SACRAMENTO, Calif. (AP) — The Latest on California's right-to-die law taking effect in three months (all times local):
Opponents say the California law allowing terminally ill patients to end their lives with doctor-prescribed medication fails to protect people from being coerced into premature suicide.
State lawmakers adjourned a special session on health care Thursday, paving the way for the law to take effect June 9.
Marilyn Golden with the Disability Rights Education and Defense Fund said the law could allow people denied medication by one doctor to shop around for the lethal drugs.

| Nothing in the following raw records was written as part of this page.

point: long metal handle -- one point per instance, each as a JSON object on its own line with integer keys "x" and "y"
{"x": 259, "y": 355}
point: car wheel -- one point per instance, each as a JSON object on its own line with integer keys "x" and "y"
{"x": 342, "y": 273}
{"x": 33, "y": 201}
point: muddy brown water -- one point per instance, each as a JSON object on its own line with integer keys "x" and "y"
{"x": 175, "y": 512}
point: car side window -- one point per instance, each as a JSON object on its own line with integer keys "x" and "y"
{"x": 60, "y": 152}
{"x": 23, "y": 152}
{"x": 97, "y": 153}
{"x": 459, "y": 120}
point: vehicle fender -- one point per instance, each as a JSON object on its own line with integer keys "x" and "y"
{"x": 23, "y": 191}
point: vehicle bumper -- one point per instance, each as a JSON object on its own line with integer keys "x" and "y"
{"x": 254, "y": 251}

Edward "Ned" Dolejsi, executive director of the California Catholic Conference, says palliative care and emotional support is the compassionate response, "not a lethal dose of drugs from a physician."
Some patients were relieved. Elizabeth Wallner, who has stage 4 colon cancer, says it gives her "peace of mind to know that I will not be forced to die slowly and painfully."

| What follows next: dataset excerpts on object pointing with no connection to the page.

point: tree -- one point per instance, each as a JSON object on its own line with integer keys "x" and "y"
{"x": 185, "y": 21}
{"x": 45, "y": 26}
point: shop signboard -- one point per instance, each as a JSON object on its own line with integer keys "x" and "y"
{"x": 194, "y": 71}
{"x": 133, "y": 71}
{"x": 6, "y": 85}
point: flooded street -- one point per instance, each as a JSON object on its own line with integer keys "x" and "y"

Terminally ill California residents will be able to legally end their lives with medication prescribed by a doctor in three months.
State lawmakers adjourned a special session on health care Thursday, paving the way for California's law allowing physician-assisted suicide to take effect in 90 days.
Dying patients hoping to use the law have been in limbo since state lawmakers approved it last year.
It passed following the heavily publicized case of Brittany Maynard, a 29-year-old California woman with brain cancer who moved to Oregon to legally end her life in 2014.
Opponents say the law could prompt premature suicides. Supporters say it gives the terminally ill a choice on how to end their lives.